O bombardeio ocorreu no bairro de Ghobeiri, na periferia sul da capital libanesa, reduto do movimento xiita, de acordo com a Agência Nacional de Informação (ANI), órgão oficial do país. O ataque teve como alvo um apartamento onde ocorria uma reunião de dirigentes da força al‑Radwan.
De acordo com o Ministério da Saúde do Líbano, ao menos 11 pessoas morreram na quarta-feira em outros bombardeios no sul e no leste do país.
Em Saksakiyeh, entre Sidon e Tiro, outro ataque deixou quatro mortos e 33 feridos, entre eles seis crianças, segundo o ministério. Quatro soldados israelenses em operação no sul do Líbano também ficaram feridos, um deles em estado grave, após a explosão de um drone na quarta-feira, informou o Exército israelense.
O Hezbollah afirmou ter atacado forças e veículos israelenses em várias localidades fronteiriças do sul do Líbano, em resposta ao que chamou de “violação do cessar-fogo pelo inimigo israelense”.
A aviação israelense voltou a atacar nesta quinta-feira (7) várias localidades do sul do país segundo a mídia estatal, um dia após o bombardeio em Beirute. A cidade de Nabatiye foi particularmente atingida, com ataques ao centro comercial e a prédios residenciais, de acordo com a ANI.

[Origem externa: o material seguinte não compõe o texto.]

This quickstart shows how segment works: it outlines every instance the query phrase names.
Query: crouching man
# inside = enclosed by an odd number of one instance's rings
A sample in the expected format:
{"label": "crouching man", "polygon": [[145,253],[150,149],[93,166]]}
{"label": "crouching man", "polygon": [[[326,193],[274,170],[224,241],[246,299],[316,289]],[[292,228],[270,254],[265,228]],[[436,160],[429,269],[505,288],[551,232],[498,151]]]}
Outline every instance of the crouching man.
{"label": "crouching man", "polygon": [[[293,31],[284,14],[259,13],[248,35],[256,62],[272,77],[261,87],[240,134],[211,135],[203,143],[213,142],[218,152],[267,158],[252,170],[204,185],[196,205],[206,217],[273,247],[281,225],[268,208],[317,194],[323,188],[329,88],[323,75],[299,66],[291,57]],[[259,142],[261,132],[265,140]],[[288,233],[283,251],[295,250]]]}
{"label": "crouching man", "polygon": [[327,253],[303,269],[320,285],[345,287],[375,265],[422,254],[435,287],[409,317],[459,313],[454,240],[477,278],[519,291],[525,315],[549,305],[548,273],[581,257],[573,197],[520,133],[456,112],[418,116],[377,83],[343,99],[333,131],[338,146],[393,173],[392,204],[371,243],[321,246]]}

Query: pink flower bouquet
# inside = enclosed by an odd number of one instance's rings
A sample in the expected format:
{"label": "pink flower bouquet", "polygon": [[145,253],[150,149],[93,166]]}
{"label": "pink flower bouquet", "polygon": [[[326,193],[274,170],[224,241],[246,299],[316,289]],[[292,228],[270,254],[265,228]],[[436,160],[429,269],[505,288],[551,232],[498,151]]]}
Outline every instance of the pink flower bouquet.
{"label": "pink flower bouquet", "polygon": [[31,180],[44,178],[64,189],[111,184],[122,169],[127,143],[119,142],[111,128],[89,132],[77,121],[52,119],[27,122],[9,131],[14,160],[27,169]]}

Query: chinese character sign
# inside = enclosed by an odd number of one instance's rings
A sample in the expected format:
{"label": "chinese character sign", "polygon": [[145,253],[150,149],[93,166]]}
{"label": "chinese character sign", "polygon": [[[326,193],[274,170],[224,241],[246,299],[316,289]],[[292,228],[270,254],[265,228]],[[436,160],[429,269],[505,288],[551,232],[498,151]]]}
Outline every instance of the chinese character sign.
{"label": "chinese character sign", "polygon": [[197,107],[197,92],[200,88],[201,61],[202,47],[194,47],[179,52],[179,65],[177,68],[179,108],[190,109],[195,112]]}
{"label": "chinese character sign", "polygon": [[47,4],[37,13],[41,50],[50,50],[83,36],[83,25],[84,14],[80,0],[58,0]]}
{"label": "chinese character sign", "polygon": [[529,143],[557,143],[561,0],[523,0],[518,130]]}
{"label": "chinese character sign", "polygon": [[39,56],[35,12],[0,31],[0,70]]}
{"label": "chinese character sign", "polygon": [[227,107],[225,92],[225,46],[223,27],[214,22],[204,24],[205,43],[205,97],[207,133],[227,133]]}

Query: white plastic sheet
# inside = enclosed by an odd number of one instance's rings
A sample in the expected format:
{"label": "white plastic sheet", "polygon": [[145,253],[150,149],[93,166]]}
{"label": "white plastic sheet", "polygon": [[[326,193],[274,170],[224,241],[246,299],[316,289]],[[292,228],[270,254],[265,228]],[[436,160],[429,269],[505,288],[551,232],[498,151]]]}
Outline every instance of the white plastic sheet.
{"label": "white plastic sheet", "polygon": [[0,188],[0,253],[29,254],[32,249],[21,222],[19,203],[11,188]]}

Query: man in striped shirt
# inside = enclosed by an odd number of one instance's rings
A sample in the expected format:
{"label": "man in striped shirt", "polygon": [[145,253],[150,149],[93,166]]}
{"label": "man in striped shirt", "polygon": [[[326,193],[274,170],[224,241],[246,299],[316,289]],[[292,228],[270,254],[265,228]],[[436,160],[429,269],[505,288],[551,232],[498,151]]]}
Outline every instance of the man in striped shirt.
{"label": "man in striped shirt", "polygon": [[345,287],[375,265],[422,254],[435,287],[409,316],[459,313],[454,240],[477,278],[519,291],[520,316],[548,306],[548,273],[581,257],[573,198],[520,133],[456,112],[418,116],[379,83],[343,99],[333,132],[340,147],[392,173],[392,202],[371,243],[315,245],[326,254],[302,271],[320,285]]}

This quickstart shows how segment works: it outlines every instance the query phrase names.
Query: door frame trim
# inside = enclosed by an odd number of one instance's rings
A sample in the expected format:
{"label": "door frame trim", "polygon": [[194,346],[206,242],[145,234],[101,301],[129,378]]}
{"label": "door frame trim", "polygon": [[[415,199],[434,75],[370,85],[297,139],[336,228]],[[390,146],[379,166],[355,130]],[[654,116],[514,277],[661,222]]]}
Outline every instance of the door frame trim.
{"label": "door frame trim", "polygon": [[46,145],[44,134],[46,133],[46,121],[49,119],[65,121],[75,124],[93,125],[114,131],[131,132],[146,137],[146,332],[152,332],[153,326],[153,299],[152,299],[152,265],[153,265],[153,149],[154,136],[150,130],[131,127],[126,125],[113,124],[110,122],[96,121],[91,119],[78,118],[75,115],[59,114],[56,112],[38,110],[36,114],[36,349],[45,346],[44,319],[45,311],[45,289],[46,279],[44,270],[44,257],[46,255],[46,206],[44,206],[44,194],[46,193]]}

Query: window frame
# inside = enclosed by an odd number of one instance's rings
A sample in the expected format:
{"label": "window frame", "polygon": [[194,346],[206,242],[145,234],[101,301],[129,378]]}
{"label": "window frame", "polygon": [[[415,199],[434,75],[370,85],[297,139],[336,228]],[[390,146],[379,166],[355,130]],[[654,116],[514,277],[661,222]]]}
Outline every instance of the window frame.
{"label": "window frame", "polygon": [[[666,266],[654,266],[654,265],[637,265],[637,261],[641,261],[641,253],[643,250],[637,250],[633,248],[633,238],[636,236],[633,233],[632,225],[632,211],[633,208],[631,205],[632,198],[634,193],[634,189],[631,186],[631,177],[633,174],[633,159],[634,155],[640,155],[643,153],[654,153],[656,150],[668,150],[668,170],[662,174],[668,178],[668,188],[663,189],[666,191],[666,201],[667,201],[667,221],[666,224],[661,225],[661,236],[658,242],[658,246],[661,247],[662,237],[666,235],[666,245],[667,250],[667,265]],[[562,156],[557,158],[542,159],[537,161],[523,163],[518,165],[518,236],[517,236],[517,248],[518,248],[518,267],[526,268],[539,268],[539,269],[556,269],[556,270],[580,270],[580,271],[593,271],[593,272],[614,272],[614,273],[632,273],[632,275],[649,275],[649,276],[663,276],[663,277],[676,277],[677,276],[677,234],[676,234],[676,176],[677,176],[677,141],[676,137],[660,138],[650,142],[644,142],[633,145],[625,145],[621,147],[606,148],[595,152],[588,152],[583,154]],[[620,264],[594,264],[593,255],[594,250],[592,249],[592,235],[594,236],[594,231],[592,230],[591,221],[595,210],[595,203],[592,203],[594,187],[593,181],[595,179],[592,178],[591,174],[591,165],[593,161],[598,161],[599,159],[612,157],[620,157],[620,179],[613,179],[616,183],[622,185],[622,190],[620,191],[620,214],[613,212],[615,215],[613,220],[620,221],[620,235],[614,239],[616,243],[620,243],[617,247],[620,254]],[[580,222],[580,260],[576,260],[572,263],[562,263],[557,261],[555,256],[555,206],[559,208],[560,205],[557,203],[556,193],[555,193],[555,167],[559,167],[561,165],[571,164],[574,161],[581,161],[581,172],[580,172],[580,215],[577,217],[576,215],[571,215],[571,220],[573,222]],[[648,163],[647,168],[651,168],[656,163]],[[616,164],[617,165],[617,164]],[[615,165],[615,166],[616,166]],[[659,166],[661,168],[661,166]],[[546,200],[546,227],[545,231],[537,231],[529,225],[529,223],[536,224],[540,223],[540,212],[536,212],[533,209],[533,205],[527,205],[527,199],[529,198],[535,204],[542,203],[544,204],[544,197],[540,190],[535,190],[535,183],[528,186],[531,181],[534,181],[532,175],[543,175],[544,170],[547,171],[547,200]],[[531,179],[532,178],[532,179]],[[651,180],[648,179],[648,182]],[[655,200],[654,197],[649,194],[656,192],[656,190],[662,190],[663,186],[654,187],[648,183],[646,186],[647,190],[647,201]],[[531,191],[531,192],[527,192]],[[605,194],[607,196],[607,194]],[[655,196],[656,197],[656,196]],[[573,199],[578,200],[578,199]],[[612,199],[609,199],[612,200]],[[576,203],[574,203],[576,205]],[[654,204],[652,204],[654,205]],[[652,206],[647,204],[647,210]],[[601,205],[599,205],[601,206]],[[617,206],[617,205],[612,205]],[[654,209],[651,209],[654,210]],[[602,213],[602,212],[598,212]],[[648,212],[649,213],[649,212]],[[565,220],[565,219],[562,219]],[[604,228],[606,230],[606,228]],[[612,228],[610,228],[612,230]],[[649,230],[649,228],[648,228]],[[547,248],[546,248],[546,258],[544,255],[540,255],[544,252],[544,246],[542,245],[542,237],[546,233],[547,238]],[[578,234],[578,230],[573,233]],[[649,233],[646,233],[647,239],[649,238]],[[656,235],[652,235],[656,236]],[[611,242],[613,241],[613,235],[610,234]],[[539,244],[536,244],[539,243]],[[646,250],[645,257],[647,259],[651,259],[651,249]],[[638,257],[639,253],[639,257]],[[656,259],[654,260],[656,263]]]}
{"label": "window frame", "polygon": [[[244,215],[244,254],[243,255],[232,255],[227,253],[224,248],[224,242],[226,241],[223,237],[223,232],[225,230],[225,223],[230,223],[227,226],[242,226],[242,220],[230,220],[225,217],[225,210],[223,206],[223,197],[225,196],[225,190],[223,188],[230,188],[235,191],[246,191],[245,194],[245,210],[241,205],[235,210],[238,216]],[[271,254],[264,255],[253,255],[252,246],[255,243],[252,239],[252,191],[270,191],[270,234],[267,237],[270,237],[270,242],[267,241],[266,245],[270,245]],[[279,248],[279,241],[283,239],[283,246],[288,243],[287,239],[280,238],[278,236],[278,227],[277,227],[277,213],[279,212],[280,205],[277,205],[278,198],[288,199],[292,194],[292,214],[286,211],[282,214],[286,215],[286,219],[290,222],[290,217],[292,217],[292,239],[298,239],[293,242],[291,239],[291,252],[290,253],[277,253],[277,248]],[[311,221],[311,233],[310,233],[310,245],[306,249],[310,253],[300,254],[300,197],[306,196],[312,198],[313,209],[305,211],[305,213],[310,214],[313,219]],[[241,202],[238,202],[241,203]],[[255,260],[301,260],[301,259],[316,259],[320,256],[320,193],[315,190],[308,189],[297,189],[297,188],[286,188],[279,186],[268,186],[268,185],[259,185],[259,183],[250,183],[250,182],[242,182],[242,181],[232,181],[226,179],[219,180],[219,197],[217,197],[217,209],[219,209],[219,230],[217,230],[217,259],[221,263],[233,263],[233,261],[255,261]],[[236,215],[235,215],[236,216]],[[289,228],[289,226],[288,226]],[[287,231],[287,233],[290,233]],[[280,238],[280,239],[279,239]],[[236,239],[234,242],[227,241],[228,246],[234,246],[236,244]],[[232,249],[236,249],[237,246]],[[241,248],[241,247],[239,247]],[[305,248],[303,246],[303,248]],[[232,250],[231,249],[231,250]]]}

O Exército israelense também ordenou a evacuação de moradores de três vilarejos do sul, localizados longe da fronteira. Na estrada entre as localidades de Toul e Nabatiye, uma ambulância do Comitê Islâmico de Saúde, ligado ao Hezbollah, foi atingida, ferindo dois socorristas, afirmou à AFP o porta-voz da organização, Mahmoud Karaki.
‘Legítima defesa’
Segundo os termos do acordo de cessar-fogo, divulgados pelo Departamento de Estado dos EUA, Israel “reserva-se o direito de adotar, a qualquer momento, todas as medidas necessárias em legítima defesa contra ataques planejados, iminentes ou em curso” do Hezbollah.
“Nós aproveitaremos cada oportunidade para aprofundar o desmantelamento do Hezbollah e continuar a enfraquecê-lo”, disse o comandante das Forças Armadas de Israel, tenente-general Eyal Zamir, durante visita a tropas destacadas no sul do Líbano.
Desde o início de março, os ataques israelenses no país provocaram cerca de 2.700 mortes, mais de 8.200 feridos e um milhão de deslocados.
Nesse período, de acordo com a Organização Mundial da Saúde (OMS) 152 estruturas de saúde foram atingidas, que deixaram 103 mortos e 241 feridos, segundo o diretor-geral da entidade, Tedros Adhanom Ghebreyesus.
“Esses ataques levaram ao fechamento de três hospitais e 41 centros de saúde e danificaram outros 16 hospitais”, afirmou em mensagem publicada na rede social X.